New Orleans   Payday lenders could not operate without the collaboration of the big money center banks.  They are financiers providing the dollars being lent in predatory fashion to desperate lower income families.  They are also the loan collectors by facilitating drafting from borrowers’ accounts to service the loans for the payday lenders, sometimes on multiple occasions as we all saw in the recent JPMorgan Chase scandal.  Finally, it appears with some prodding from Congress, the Office of the Controller of the Currency (OCC) and the Federal Deposit Insurance Commission (FDIC) are moving to clamp down on some of the big banks payday lending business, especially that of notorious bad actor, Wells Fargo, and U.S. Bank, both of whom have been bottom fishing to compete against the most predatory players.

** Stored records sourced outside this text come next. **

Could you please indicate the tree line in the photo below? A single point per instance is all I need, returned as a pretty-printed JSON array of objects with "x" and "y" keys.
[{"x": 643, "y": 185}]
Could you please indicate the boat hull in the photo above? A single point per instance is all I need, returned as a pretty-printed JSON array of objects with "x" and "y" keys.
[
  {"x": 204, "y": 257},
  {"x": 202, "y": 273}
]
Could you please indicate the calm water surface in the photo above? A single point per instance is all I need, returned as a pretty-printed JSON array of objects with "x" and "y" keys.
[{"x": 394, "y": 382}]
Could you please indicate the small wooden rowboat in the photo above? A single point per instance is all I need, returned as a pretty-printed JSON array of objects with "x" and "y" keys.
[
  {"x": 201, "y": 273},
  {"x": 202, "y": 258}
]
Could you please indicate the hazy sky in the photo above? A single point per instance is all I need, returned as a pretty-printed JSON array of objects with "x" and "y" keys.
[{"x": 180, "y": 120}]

             The new standard being proposed, similar to the recent consumer and low income advocate gains around home mortgages and other work done by the new Consumer Financial Protection Bureau (CFPB), would reportedly stress “affordability,” meaning that a loan could not be made where there was not a reasonable expectation of the borrower’s ability to repay.   As ACORN Canada studies on payday lending have thoroughly shown the first loan often leads to a series of similar loans over a 15 month period as the borrower tries to extract themselves from the loans with repeated additional loans, deepening their financial crisis.  Importantly, the government agencies are going to bar any additional loans for 30-days between loans and would not allow additional loans until the first loan is paid off. 

            Some of these so-called direct-deposit loans or “checking account advances” as U.S. Bank calls its product seem frighteningly like the tax preparer “advances” in anticipation of refunds, but of course payday loans are by definition marketed as loans against the coming payday, even if the borrower is out of work without a payday in sight.  Hiding behind the notion that these loans are an “advance” and for the “convenience of the customer,” banks are also not disclosing the level of the interest rates involved, which are exorbitant, as you would imagine.  “Convenience of the customer” must be a euphemism for describing the desperation faced by the borrower.   Wells Fargo spokespeople, according to the New York Times, also tried to hide behind the facade that they were just lending a hand to customers facing an “emergency situation.”  Well, yeah!   Too little money and too much month!  Come on, boys!

            All of this is pure and simple loan sharking and part and parcel, of the criminal enterprise that big time banking has become these days, so it is refreshing to think that some of the regulators might be waking up and starting to do something about it.  Hopefully they will move from the big fish to the little fish soon and go after the whole payday lending industry, which has been thriving in the great recession.